Locomalito y Gryzor87, artesanos de los videojuegos ‘retro’
JUAN ANTONIO Becerra (Locomalito) y Javier García (Gryzor87) se conocieron en 2008 y desde entonces viven felizmente instalados en los ochenta. Fueron sus esposas, amigas de instituto, las que prendieron la chispa de la nostalgia al quedar a cenar para presentarse mutuamente a sus parejas. La pasión por los videojuegos clásicos hizo que ellos conectaran al instante. Y así, conectados, llevan más de una década agitando la industria del ocio electrónico con una receta radicalmente original: el uso del píxel como recurso gráfico acompasado por la melodía de chips de viejos sintetizadores. Llevan realizados 12 juegos. Son los reyes del espíritu retro.
“La mayoría de nuestras obras están hechas sin vocación comercial”, explica Locomalito desde el salón de su modesto piso en Málaga, rodeado de estanterías donde conviven discos heavy de Europe, ensayos sobre el cine zombi, mangas y una cuidada colección de figuritas de plomo de Warhammer. Sentado a su lado, recolocándose cada poco su lacia melena, está Gryzor87, el artífice de la música. “Nuestros juegos son directos, cortos e intensos”, resume.

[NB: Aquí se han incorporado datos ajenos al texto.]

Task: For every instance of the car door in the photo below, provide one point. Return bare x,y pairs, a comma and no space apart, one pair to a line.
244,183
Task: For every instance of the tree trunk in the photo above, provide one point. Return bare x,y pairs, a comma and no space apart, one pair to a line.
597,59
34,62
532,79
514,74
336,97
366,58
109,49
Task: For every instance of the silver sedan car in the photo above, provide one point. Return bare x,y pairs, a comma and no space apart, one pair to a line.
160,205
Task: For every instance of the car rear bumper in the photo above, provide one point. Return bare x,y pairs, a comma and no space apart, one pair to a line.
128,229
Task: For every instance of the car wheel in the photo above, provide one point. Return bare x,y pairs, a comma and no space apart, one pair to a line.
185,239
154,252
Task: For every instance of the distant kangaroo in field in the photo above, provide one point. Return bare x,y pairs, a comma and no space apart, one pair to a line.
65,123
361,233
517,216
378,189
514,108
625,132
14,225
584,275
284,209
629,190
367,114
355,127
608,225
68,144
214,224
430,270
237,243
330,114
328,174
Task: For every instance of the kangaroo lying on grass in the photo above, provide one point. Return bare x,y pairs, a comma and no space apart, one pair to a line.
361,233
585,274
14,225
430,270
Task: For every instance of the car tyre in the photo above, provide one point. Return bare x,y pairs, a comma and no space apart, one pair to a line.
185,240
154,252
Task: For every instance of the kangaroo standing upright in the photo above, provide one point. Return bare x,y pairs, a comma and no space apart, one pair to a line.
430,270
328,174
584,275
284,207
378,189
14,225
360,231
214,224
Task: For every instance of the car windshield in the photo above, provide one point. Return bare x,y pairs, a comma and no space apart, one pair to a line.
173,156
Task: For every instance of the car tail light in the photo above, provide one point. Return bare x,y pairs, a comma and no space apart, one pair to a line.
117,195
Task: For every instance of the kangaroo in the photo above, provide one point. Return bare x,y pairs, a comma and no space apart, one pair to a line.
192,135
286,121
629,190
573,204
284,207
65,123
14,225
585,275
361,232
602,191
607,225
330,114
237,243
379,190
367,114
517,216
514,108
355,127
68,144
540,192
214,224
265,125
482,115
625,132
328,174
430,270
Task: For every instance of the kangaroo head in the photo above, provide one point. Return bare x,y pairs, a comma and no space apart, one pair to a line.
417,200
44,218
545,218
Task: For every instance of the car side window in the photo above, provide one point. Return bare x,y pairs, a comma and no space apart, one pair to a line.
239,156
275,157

A golpe de píxel y en sus ratos libres, estos dos amigos han logrado que su creación más celebrada, Maldita Castilla, se haya convertido en un juego de culto y en uno de los más buscados en Nintendo Switch, PS4 y Xbox One, con más de 100.000 descargas. Algo insólito en un negocio dominado por los proyectos millonarios de las grandes corporaciones. “El Libro Blanco de los videojuegos nos incluye entre los 400 estudios independientes que existen en España, cuando realmente no somos ni eso”, asegura Locomalito, que cuenta, con cierta sorna, que hoy día siguen recibiendo currículos de aspirantes a desarrolladores de videojuegos: “Seguro que dejarían de enviarlos si vieran cómo trabajamos…”.
Los títulos modernos exigen que inviertas muchas horas y no siempre te ofrecen una gran diversión a cambio
Gryzor87 explica el detonante de su aventura en común. “Nuestro empeño desde el principio fue rescatar géneros olvidados de las consolas de 16 bits, que se perdieron con el salto a los entornos tridimensionales. Había una pregunta que nos obsesionaba: ¿cómo sería hacer un juego hoy día siendo fiel a esa tecnología?”. Respondieron a ese interrogante con su primer título, Super Hydorah. “Es el juego que siempre soñé hacer de niño”, declara Locomalito, cuyo apelativo se fraguó en la adolescencia, cuando completó con una sola moneda el R-Type, el matamarcianos en el que precisamente se inspira Super Hydorah. “Fueron casi cuatro años de trabajo diario. Al terminar el juego, lo ofrecimos de manera gratuita en nuestra web y nos sorprendió la avalancha de descargas”, recuerda Gryzor87. La revista estadounidense Indiegames colocó a su criatura entre los 10 mejores juegos de 2010. “Aparecer en el mismo listado que Minecraft fue algo increíble”, recuerdan los dos al unísono. Ese hito, que para muchos pequeños estudios hubiera supuesto morir de éxito, a ellos no les cambió un ápice su forma de trabajar. Al contrario; les hizo perseverar en una filosofía innegociable. “Si tuviéramos que ganarnos la vida con esto, tendríamos una fecha de salida obligatoria para rentabilizarlo. Un fracaso nunca nos llevará a la ruina”.
Locomalito programa con Game Maker, cuya licencia cuesta 1.000 euros. Su ordenador no está a la vanguardia. Tampoco lo necesita. Por las mañanas trabaja en una agencia de publicidad y de noche muta en programador. Gryzor87, en cambio, es profesor de matemáticas en un instituto y prefiere madrugar para dar rienda suelta a su pasión. Locomalito plasma sus mundos de fantasía en cuadernos donde pinta a boli demonios, caballeros medievales, gárgolas y naves del hiperespacio.
El reto que plantean sus obras a los jugadores es de órdago. Esa dificultad endiablada tiene mucho de tributo a la época dorada de los videojuegos y de rebelión contra los estándares actuales. “Los títulos modernos exigen mucha dedicación y no siempre te ofrecen una gran diversión a cambio”, lamenta Locomalito. “Lo importante no es cuánto juegas, sino la calidad del tiempo invertido”. Como en los ochenta.